We already learned how to use rename() to change column
names. We also learned how to rename columns from within
select(). But, this can be very inefficient if we have a
large dataset.
Let’s have a look at some new data focused on mammal lifehistories. The data are from: S. K. Morgan Ernest. 2003. Life history characteristics of placental non-volant mammals. Ecology 84:3402. link
mammals <- read_csv("data/mammal_lifehistories_v2.csv")## Rows: 1440 Columns: 13
## ── Column specification ────────────────────────────────────────────────────────
## Delimiter: ","
## chr (4): order, family, Genus, species
## dbl (9): mass, gestation, newborn, weaning, wean mass, AFR, max. life, litte...
##
## ℹ Use `spec()` to retrieve the full column specification for this data.
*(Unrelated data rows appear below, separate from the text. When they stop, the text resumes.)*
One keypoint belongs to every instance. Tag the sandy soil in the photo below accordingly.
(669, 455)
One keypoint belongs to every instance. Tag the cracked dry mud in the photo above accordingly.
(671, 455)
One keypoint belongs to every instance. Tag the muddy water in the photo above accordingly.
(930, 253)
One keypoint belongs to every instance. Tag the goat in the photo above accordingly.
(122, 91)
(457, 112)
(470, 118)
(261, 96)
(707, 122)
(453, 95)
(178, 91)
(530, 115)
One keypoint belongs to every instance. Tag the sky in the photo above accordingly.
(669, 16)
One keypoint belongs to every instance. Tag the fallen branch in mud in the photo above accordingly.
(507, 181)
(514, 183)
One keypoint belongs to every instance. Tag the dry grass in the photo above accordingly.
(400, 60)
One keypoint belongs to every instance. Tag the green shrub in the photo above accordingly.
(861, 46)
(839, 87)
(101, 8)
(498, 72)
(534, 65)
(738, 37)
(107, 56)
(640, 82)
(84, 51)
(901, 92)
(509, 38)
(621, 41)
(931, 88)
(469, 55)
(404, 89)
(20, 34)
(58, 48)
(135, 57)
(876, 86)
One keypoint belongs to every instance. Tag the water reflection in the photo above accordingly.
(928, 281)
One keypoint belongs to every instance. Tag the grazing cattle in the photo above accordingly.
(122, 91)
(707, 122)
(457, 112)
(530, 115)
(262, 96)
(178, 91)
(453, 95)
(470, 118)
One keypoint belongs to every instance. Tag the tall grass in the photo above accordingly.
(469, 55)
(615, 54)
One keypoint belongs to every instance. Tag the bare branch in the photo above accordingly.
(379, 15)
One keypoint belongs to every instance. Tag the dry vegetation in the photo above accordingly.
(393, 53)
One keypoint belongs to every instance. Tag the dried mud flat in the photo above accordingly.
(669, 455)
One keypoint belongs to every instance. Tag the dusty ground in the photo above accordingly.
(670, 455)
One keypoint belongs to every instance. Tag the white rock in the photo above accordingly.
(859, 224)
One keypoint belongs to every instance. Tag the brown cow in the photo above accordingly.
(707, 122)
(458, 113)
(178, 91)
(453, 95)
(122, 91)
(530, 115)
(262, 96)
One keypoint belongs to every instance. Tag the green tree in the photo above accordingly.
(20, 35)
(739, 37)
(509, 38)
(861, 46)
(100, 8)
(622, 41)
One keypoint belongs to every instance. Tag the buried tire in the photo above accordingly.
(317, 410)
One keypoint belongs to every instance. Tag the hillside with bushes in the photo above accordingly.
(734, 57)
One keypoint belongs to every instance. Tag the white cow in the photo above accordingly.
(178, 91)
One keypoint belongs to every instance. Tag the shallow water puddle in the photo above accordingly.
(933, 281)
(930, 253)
## ℹ Specify the column types or set `show_col_types = FALSE` to quiet this message.What is the structure of the data? Are there any NA’s or other issues?
glimpse(mammals)## Rows: 1,440
## Columns: 13
## $ order <chr> "Artiodactyla", "Artiodactyla", "Artiodactyla", "Artiod…
## $ family <chr> "Antilocapridae", "Bovidae", "Bovidae", "Bovidae", "Bov…
## $ Genus <chr> "Antilocapra", "Addax", "Aepyceros", "Alcelaphus", "Amm…
## $ species <chr> "americana", "nasomaculatus", "melampus", "buselaphus",…
## $ mass <dbl> 45375.0, 182375.0, 41480.0, 150000.0, 28500.0, 55500.0,…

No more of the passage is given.